Pre-planning discussions had been taken place and Mr Jonathan Dunbavin, of ID Planning, which is representing landowners who own the majority of both sites, said the aim to have the first phase ready for submission pending approval of the Local Plan.

“I believe we could have the first phase commencing development in 2020-21,” he said.

However Robert Bamforth of the Campaign for the Protection of Rural England said discussions omitted an important factory – people who lived near the sites and the effect the plans would have on them.

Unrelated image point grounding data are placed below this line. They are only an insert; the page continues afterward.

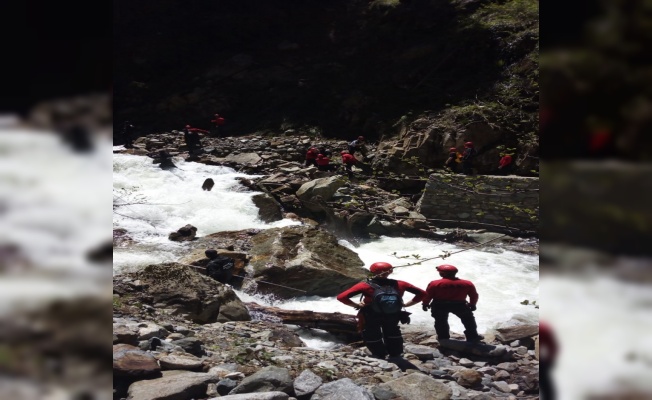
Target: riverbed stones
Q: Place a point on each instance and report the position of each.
(306, 383)
(173, 385)
(129, 361)
(341, 389)
(419, 387)
(305, 258)
(267, 379)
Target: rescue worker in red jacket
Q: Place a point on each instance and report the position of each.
(505, 164)
(191, 136)
(548, 349)
(311, 156)
(349, 161)
(467, 158)
(218, 122)
(448, 295)
(451, 161)
(381, 332)
(323, 163)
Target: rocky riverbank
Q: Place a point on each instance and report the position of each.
(196, 340)
(181, 335)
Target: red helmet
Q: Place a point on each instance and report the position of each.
(447, 268)
(380, 267)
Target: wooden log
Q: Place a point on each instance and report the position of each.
(336, 323)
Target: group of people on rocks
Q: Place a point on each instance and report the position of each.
(320, 157)
(467, 157)
(380, 310)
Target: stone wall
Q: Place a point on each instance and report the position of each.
(496, 203)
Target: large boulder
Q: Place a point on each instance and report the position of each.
(174, 385)
(268, 379)
(130, 361)
(418, 387)
(190, 293)
(268, 209)
(305, 258)
(311, 193)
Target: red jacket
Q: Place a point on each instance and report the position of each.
(451, 289)
(312, 154)
(367, 291)
(323, 161)
(547, 343)
(349, 159)
(219, 121)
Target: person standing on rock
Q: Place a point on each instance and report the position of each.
(219, 267)
(448, 295)
(451, 161)
(380, 309)
(323, 163)
(548, 349)
(349, 161)
(218, 122)
(311, 156)
(467, 158)
(191, 137)
(128, 134)
(358, 145)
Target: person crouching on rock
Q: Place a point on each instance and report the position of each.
(323, 163)
(448, 295)
(219, 267)
(380, 309)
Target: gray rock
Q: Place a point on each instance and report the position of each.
(419, 387)
(266, 380)
(468, 377)
(130, 361)
(340, 390)
(502, 386)
(255, 396)
(181, 361)
(190, 345)
(422, 352)
(306, 383)
(172, 386)
(268, 209)
(507, 366)
(225, 386)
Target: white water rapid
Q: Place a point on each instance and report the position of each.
(503, 278)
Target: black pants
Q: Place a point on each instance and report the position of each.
(382, 335)
(440, 311)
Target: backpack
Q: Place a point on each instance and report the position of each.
(386, 299)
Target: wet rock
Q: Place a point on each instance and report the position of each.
(265, 380)
(306, 258)
(341, 389)
(173, 385)
(419, 387)
(268, 209)
(180, 361)
(184, 234)
(130, 361)
(306, 383)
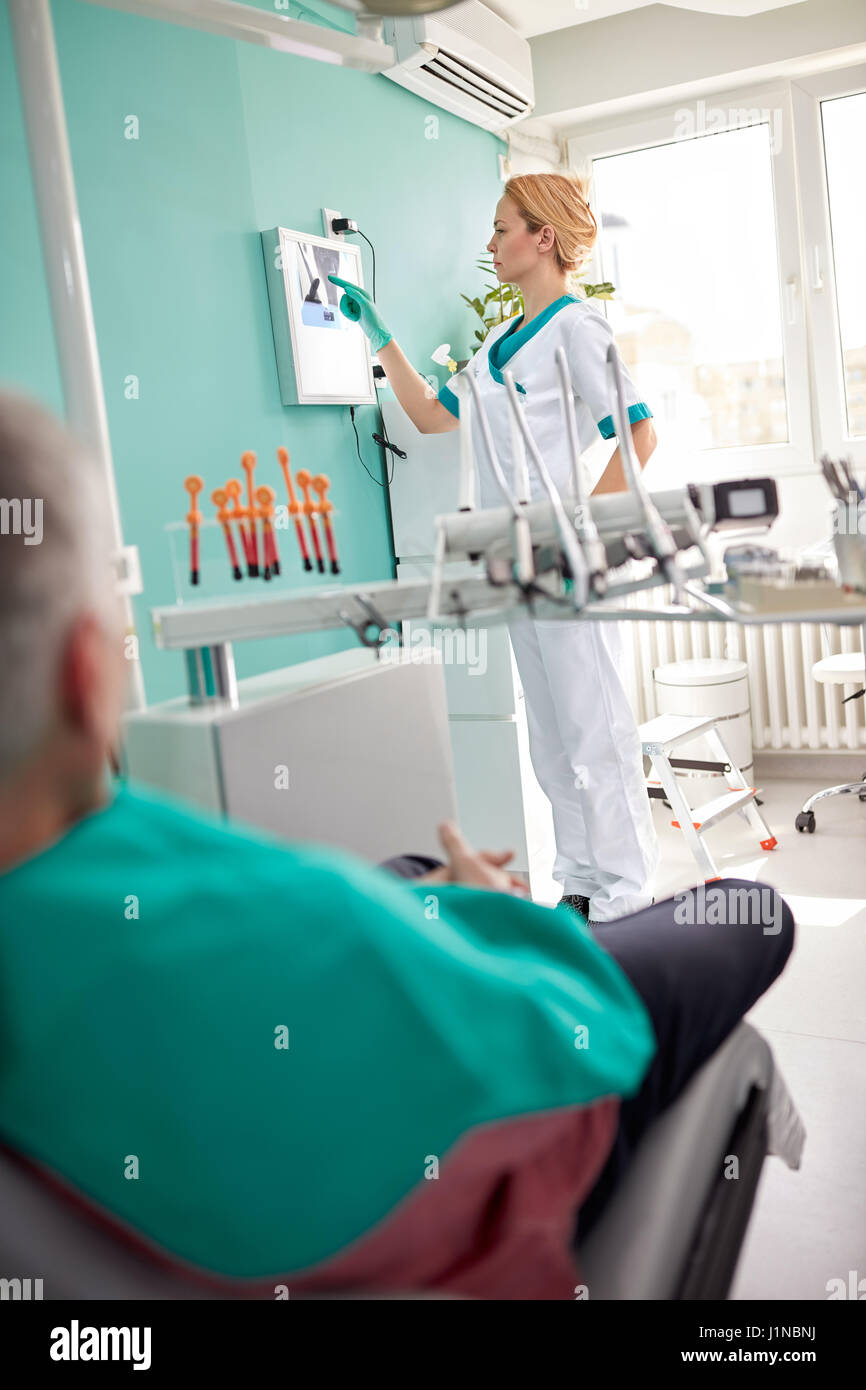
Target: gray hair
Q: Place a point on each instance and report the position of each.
(54, 565)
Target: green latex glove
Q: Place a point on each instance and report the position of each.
(357, 306)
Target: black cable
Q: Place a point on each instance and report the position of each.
(378, 405)
(373, 250)
(357, 445)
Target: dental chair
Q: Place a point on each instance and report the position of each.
(673, 1230)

And Tony Perryman of Clifton Village Neighbourhood Forum, told the hearing of infrastructure concerns particularly if highway improvement plans were not delivered on time, which residents believed would lead to even more traffic congestion in an area already subject to poor air quality.

“The people I represent are genuinely concerned about some of the issues discussed here today.

“I know it is a highly emotional response, but sometimes people do matter.

“The purpose of the Local Plan is to improve the lot of the people of Calderdale as a whole and there are communities in Brighouse who will sustain large developments as a consequence of this Local Plan – probably about 50 per cent of development in Calderdale – and their voice needs to be heard,” he said.


The Thornhills Garden Village site, Brighouse

But council programme manager Richard Spensley said extensive consultation had been carried out which would inform Masterplanning for the sites going forward.

Mr Spensley also fended off criticism from representatives of housing concerns who doubted delivery times particularly as they were dependent on major transport infrastructure.

Andrew Rose, of Spawforth Associates, representing Keyland Developmens Ltd, questioned levels of funding for highway infrastructure – £52 million from the West Yorkshire Transport Plus programme, which is managed by the West Yorkshire Combined Authority – and told the inquiry: “You do wonder whether that scheme is feasible.”

Mr Spensley said the council had a strong record of delivering these type of schemes on time and in budget, and this would be no different, a view also emphasised by Mr Seaman who said doubting the feasability was “fundamentally wrong.”

A statement of common ground between ID Homes and the council, published on the council’s website with other plan documents, says the first phase of 1,257 homes planned for the Woodhouse site are already being marketed through Savills with Redrow Homes selected as preferred developer and building rate varying from around 40 homes in the first year to a maximum of 125 homes per year by 2030-31.

A similar document for Thornhills, where 1,998 homes are ultimately envisaged by 2032, with Bellway Homes as preferred developer, says homes would be developed at a similar rate.

In the case of both sites 680 new homes at each could be developed by 2026-27 before major interventions in the highways network became necessary, says the statement.

The inspector’s job is to rule whether or not the Local Plan as a whole is sound – if it is, it could be adopted before the New Year.

Government has told all local authorities they must develop a plan to meet need it has estimated.

Suitability of individual sites will be more fully addressed in phase two of the hearings, unlikely to be held before November.

The phase one hearings continue from Wednesday (3/7) this week.